Les mesures annoncées par le premier ministre Dominique de Villepin pour compenser la hausse du prix du pétrole font l’objet d’articles factuels (Het Financieele Dagblad p.5, Trouw p.9, AD Haagsche Courant p.13).
La politique industrielle française (et allemande) en général inspire un commentaire dans le Financieele Dagblad. "Pour sortir de la crise, Berlin organise des élections ce mois-ci. Paris a recours au vieux réflexe du protectionnisme." "A l’inverse de la réaction allemande, celle du gouvernement français est signe d’incertitude politique. Paris n’est pas certain de la force du secteur privé français. Mais il craint surtout l’ire des citoyens, qui promettent un automne chaud dans les rues de la capitale."
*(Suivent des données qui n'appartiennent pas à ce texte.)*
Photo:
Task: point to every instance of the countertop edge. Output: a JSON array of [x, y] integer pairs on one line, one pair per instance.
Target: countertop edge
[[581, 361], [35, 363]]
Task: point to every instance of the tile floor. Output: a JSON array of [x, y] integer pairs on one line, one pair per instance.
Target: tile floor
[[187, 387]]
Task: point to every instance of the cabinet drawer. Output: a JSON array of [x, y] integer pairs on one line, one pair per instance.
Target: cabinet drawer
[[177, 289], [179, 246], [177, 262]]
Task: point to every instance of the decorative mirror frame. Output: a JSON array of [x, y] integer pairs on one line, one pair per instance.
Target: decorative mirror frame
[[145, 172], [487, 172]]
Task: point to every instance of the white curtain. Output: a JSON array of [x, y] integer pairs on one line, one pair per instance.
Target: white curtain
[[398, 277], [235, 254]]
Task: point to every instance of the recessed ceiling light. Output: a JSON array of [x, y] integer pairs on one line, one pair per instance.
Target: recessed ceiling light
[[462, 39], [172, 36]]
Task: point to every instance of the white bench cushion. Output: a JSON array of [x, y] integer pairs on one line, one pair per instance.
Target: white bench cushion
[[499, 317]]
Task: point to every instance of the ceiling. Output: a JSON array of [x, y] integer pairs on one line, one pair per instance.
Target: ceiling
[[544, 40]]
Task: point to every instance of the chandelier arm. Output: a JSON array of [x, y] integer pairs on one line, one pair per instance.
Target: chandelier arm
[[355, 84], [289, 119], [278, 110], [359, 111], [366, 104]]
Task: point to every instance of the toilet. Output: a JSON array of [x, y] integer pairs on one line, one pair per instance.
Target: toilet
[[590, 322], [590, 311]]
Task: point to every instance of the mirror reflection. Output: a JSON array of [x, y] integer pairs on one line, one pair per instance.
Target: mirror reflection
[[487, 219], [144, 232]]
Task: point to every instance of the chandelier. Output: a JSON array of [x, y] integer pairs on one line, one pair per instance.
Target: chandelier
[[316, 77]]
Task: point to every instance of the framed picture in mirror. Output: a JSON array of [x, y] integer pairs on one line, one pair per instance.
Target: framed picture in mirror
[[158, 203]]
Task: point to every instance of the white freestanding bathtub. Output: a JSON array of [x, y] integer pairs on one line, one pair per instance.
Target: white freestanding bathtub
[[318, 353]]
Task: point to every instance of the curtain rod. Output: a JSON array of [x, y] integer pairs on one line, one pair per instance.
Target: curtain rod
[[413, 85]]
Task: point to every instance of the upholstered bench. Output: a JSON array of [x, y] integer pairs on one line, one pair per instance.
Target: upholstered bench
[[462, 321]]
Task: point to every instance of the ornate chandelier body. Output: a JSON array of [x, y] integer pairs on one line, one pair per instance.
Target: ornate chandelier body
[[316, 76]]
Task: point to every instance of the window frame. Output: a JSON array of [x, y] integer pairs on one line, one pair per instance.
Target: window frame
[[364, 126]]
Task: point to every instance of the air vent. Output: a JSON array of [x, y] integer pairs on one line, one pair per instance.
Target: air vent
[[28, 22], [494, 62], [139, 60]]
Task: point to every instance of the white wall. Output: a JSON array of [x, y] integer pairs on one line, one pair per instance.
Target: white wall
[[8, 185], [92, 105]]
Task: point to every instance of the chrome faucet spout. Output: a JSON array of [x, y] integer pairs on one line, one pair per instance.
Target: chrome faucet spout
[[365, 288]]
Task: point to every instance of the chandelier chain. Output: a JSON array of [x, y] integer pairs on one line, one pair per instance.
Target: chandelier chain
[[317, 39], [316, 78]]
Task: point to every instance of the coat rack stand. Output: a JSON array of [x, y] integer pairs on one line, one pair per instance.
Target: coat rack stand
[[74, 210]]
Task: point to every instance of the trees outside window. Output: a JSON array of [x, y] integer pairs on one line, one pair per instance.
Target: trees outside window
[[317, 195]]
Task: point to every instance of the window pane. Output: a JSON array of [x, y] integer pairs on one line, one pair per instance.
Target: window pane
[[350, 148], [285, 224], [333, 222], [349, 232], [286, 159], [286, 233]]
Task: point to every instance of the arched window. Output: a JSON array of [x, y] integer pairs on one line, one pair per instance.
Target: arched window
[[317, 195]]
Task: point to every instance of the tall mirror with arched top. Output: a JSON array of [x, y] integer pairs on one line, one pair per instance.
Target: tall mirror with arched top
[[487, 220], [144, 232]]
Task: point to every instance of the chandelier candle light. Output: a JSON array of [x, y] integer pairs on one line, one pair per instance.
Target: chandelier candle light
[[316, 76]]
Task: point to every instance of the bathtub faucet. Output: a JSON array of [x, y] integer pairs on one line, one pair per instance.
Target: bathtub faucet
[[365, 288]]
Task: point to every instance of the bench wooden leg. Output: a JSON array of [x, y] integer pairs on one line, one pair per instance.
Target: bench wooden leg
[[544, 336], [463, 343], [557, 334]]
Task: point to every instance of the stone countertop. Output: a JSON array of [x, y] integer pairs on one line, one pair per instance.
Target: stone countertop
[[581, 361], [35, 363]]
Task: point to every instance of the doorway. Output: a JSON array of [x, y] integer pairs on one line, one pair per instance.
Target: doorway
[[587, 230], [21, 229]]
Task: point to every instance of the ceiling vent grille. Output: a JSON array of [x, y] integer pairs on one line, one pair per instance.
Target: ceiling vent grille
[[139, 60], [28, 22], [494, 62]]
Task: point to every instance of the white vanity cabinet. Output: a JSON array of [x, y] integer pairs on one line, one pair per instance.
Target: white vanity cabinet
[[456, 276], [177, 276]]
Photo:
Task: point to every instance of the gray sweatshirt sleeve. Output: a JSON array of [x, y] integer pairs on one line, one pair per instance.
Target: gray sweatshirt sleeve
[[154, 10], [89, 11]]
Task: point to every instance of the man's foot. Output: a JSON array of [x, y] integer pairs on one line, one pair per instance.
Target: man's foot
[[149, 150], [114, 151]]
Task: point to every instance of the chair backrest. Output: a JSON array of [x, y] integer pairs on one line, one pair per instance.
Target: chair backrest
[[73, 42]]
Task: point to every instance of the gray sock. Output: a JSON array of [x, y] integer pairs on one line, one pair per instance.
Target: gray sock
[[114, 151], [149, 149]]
"A l’époque du Roi-Soleil, la France suivait un cap protectionniste et n’hésitait pas à manipuler le marché, pour se joindre à la dynamique Europe du Nord-Ouest. Trois siècles plus tard, le secteur privé français prouve qu’il fait partie d’une Europe qui assure sa prospérité en tant qu’acteur économique mondial. Et de façon convaincante : dix entreprises françaises font partie du top cent de Fortune, autant que d’entreprises britanniques. Il est temps que Paris comprenne aussi que la France ne vit plus au temps du Roi-Soleil."
On notera aussi des articles sur la situation précaires des Africains à Paris (de Volkskrant p.4, Trouw p.9) et une recension du dernier roman d’Houellebecq (de Volkskrant Cicero).